Тем временем дрон уже пришел в движение: выбравшись из ниши в стене, он поплыл по проходу к каютам, постепенно ускоряясь, зная, что за ним следят потолочные камеры. Поля излучений скользнули по корпусу боевой машины, поглаживая его, зондируя, пытаясь проникнуть внутрь. Внезапно прямо перед дроном распахнулся смотровой лючок, из которого вырвались искрящие электрокабели. Дрон ускорился еще больше и нырнул вниз; над ним вспыхнула молния разряда, прожгла дыру в дальней стене. Дрон пробрался среди обломков, пролетел по коридору, не отклоняясь от выбранного курса, потом развернул дисковое поле, затормозил на углу, вновь пришел в движение, отскочил от дальней стены, понесся вверх, опять ускорившись, и оказался в длинном коридоре, проходившем вдоль оси всего корабля. Дрон быстро достиг скорости звука в атмосфере, пригодной для человеческого дыхания, и дверь аварийного люка захлопнулась за ним целую секунду спустя.

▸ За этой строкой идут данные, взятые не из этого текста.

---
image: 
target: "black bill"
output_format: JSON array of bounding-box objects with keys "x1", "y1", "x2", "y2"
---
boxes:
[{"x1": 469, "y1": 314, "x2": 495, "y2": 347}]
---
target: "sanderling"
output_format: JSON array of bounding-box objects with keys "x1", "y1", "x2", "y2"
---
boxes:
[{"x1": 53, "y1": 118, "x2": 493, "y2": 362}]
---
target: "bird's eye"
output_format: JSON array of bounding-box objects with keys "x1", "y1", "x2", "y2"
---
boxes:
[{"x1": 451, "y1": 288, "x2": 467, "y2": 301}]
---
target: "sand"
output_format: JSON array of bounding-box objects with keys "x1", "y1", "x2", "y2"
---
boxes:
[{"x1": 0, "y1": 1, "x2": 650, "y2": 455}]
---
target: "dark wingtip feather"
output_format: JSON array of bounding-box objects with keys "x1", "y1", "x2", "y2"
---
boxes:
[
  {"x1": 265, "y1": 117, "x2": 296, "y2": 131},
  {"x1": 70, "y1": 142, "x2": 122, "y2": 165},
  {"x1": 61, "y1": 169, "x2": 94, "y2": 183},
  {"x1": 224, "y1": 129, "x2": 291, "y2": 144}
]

В конце коридора из вертикальной спускной трубы вылетел космический скафандр, резко затормозил, скрючился, потом расправился и ринулся наперерез машине. Дрон уже просканировал скафандр и, зная, что тот пуст и лишен оружия, рассек его пополам; половинки сдувшимися шариками затрепыхались между полом и потолком. Затем дрон окружил себя новым дискополем размером с диаметр коридора и, притормозив на подушке сжатого воздуха, метнулся за угол и снова прибавил скорости.

В этом коридоре, на полпути, лежал человек в скафандре; пространство быстро заполнялось слабо шипевшим газом. Вдали появился дым, что-то вспыхнуло, смесь газов взорвалась. Дым не причинял вреда дрону и не создавал помех для видимости, но атмосфера становилась все более плотной и снижала скорость аппарата, в чем, без сомнения, и заключалась идея противника.

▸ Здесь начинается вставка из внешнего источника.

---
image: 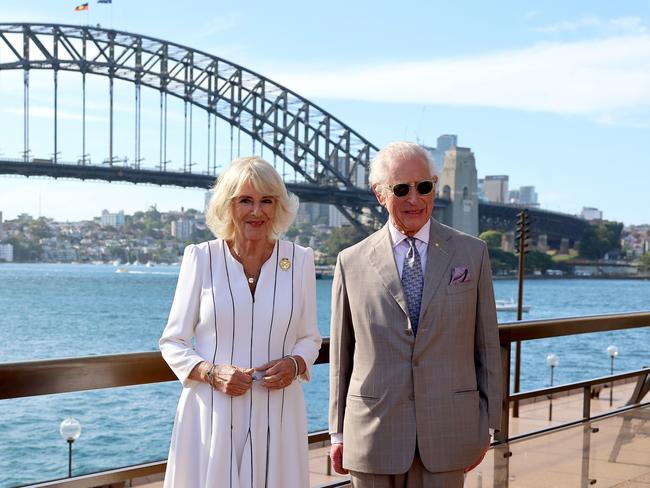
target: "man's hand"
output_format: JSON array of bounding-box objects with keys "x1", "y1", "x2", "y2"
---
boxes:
[
  {"x1": 330, "y1": 444, "x2": 348, "y2": 474},
  {"x1": 464, "y1": 441, "x2": 490, "y2": 473}
]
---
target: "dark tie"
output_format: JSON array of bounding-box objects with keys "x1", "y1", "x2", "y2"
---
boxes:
[{"x1": 402, "y1": 237, "x2": 424, "y2": 334}]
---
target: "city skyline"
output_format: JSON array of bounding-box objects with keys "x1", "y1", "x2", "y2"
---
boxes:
[{"x1": 0, "y1": 0, "x2": 650, "y2": 225}]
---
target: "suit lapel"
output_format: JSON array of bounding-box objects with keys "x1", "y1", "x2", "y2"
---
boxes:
[
  {"x1": 420, "y1": 219, "x2": 455, "y2": 319},
  {"x1": 368, "y1": 225, "x2": 408, "y2": 317}
]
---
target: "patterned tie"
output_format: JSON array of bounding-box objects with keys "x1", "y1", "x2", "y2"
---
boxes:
[{"x1": 402, "y1": 237, "x2": 424, "y2": 334}]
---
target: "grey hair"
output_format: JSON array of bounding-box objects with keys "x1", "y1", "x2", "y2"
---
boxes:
[
  {"x1": 369, "y1": 141, "x2": 436, "y2": 186},
  {"x1": 205, "y1": 156, "x2": 298, "y2": 240}
]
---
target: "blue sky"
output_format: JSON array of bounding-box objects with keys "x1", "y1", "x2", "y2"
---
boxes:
[{"x1": 0, "y1": 0, "x2": 650, "y2": 224}]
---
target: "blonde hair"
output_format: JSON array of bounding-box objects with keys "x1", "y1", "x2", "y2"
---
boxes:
[
  {"x1": 205, "y1": 156, "x2": 298, "y2": 240},
  {"x1": 368, "y1": 141, "x2": 436, "y2": 186}
]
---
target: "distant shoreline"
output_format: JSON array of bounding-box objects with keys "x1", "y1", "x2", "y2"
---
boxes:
[
  {"x1": 492, "y1": 275, "x2": 650, "y2": 281},
  {"x1": 0, "y1": 261, "x2": 650, "y2": 281}
]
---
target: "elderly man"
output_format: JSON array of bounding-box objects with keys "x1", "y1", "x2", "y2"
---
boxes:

Устремившись вдоль задымленного коридора, дрон как можно тщательнее просканировал человека в скафандре. Он хорошо знал человека – тот служил на корабле уже пять лет. Скафандр без оружия, системы безмолвствуют, но явно захвачены врагом, человек – в состоянии шока, накачан сильнодействующими медикаментами из аптечки. Он вытянул руку в сторону пролетавшей по коридору машины. Человеку это движение могло показаться до невозможности быстрым, дрону же оно представлялось медленным, почти ленивым, и, конечно, скафандр был способен на угрозу посерьезнее…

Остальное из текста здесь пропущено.